1

I have a JPAQL-2-mySQL query that stops running after 5 minutes by timeout:

select 
      question, 
      ans_items, 
      count(distinct ans_items.id) as voteCount, 
      (select 
            count(distinct ans.id) 
         from 
            answers ans 
               join ans.session ses  
         where 
                ses.survey.id = :surveyId 
            and ses.state = :sessionState 
            and ans.question.id = question.id 
         group by 
            question.id) as total, 
      max(ranks.rank) as rmax 
   from 
      Session as ss 
         join ss.answers as answers 
            join answers.items as ans_items 
            join answers.question as question 
            left join question.ranks as ranks 
   where 
          ss.survey.id = :surveyId 
      and ss.state = :sessionState 
   group by 
      question.id, 
      ans_items.variant.id, 
      ans_items.variantWeight  
   order by 
      question.orderNumber asc

If I replace COUNTs with constant values:

 select question, ans_items, 150, 
 (select 10 from answers ans join ans.session ses
 where ses.survey.id=:surveyId and ses.state=:sessionState 
 and ans.question.id=question.id group by question.id) as total, 
 max(ranks.rank) as rmax 
 from Session as ss 
 join ss.answers as answers 
 join answers.items as ans_items 
 join answers.question as question 
 left join question.ranks as ranks 
 where ss.survey.id=:surveyId and ss.state=:sessionState 
 group by question.id, ans_items.variant.id, ans_items.variantWeight  
 order by question.orderNumber asc

, it starts being executed in 2 seconds. Which is 150+ times faster. It seems like a couple of COUNTs slow down the query a lot! Is there a way to optimize the query or I absolutely have to calculate counts not using the DB (I can do this, but I'd like to avoid such kind of rewriting).

DRapp
  • 47,638
  • 12
  • 72
  • 142
Kat
  • 23
  • 3
  • have you looked at the EXPLAIN output for each query? – Dan Feb 19 '15 at 23:01
  • 1
    `JOIN` usually comes with `ON`... – Brewal Feb 19 '15 at 23:01
  • 1
    @Brewal It's JPAQL-to-mySQL, `ON` is inserted automatically... Does manual inserting affect performance? – Kat Feb 19 '15 at 23:03
  • My bad... I don't think so then. Can we see the actual SQL generated ? – Brewal Feb 19 '15 at 23:04
  • @dan08, Brewal I'm trying to understand how to look at the generated queries and their EXPLAINs from the IDEA IDE. Thanks for direction! – Kat Feb 19 '15 at 23:08
  • 1
    I guess, the problem is not from multiple counts, but from the subselect in the columns part. This does a select for every result row and might be the reason for slowing down the query. You could verify this by leaving the simple `count(...) as voteCount` and replace only the subselect with a constant value. – Olaf Dietsche Feb 20 '15 at 09:56
  • @OlafDietsche I'm pretty sure the subquery is the problem. – noober Feb 20 '15 at 11:04

4 Answers4

2

Looks OKis so I am afraid, you need to debug a bit SQL. You need to see what is the actual query which is send by JPA, then use Explain on it in DB to see what is the execution plan (if you get full table scan or something). This kind of queries should be done using only indexes so they woudl be fast (if you have the right indexes of course). SO once you see the execution plan you can figure out what indexes are missing.

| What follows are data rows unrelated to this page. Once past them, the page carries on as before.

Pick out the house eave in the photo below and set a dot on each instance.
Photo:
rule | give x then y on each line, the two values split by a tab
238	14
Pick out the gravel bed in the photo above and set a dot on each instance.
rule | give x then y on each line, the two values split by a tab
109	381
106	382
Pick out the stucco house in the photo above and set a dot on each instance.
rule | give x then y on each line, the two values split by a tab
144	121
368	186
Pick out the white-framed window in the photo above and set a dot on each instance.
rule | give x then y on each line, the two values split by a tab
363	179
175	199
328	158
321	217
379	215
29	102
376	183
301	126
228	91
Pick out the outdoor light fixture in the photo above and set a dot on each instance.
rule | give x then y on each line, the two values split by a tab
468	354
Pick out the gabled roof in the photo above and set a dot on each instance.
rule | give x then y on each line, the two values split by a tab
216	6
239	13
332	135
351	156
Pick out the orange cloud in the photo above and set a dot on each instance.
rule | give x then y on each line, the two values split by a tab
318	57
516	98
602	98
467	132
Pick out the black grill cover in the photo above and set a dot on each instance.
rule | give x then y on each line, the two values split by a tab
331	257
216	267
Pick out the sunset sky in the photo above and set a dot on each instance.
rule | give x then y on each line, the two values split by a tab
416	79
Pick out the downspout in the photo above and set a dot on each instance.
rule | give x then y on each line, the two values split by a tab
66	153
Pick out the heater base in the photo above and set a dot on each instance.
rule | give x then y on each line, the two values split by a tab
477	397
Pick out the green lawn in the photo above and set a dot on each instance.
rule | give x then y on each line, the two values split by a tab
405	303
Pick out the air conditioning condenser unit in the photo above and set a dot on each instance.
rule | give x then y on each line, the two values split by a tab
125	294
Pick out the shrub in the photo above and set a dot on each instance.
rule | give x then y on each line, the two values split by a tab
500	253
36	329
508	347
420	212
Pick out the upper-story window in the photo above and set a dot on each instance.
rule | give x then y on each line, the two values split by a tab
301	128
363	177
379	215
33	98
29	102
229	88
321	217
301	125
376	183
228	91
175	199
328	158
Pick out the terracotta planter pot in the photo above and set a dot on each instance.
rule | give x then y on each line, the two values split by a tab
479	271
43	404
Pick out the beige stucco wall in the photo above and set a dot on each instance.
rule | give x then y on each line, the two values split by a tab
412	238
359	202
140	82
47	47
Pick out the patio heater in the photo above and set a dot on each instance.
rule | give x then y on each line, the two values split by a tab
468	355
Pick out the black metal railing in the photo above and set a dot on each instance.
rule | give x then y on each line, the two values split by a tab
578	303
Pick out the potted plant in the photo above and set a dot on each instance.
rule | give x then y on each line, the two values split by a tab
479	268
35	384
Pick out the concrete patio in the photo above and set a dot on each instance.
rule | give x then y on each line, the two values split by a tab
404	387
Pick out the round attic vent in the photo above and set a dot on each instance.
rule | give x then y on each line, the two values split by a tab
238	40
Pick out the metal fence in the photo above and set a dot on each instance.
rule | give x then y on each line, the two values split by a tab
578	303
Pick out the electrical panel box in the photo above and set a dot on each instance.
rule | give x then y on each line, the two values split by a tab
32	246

To get the query output, change log level in you persitance, for example in eclipselink:

 <property name="eclipselink.logging.level" value="FINE"/>

Then guard you calling of the count method with many \n\n to easily spot it.

It will have a form of prepared statement, like SELECT COUNT(id)... where Sesion.ID = ?, and below another line will have the actual values used.

Replace the ? with the values and you have a proper SQL. Conect to your DB, and check exceution plan, in mysql you call EXPLAIN SELECT COUNT....

If it is your first time you will nedd to check documentaiton how to understand output, but bottom line on each output row you should see index being used if not you are in trouble.

Zielu
  • 8,312
  • 4
  • 28
  • 41
1

Is ans_items.id indexed? If not, create an index on it. If it is part of an index, that doesn't help, unless the first column in the index is ans_items.id.

Federico Razzoli
  • 4,901
  • 1
  • 19
  • 21
1

The reason you are getting hosed is you have no join ON clause to identify the relationships between the tables. So, for each one record in one table it is joining to every in the other and that result joined again to the next.

Please update your query to identify the related "IDs". And qualify all your columns with the alias name... where are the fields coming from per the aliases.

Ex: with your field query for distinct ans.id (good for alias),

 from 
    answers ans 
       join ans.session ses  

what is the relationship between answers and sessions.

        answers ans 
           join ans.session ses  
              on ans.sessionID = ses.sessionID

Likewise in your main query... aside from your where clause for a specific survey and state, how is session (ss) related to answers and its relation to ans_items and ans items to questions. Fix those and you'll get a better result.

   from 
      Session as ss 
         join ss.answers as answers 
            join answers.items as ans_items 
            join answers.question as question 
            left join question.ranks as ranks 

Once those are known, offering additional indexes to optimize the query could be presented to further help.

DRapp
  • 47,638
  • 12
  • 72
  • 142
1

The compound INDEX(survey_id, state) should help the speed. (Or those two could be in the opposite order).

If you are using InnoDB, check that innodb_buffer_pool_size is about 70% of available RAM.

But perhaps @Brewal nailed it -- You have no ON clause for the JOINs to answers or items or question or ranks. So you are unnecessarily creating a huge tmp table with all combinations of those tables. Remove the GROUP BY to see it. If JPAQL is guilty, get rid of it!

Rick James
  • 135,179
  • 13
  • 127
  • 222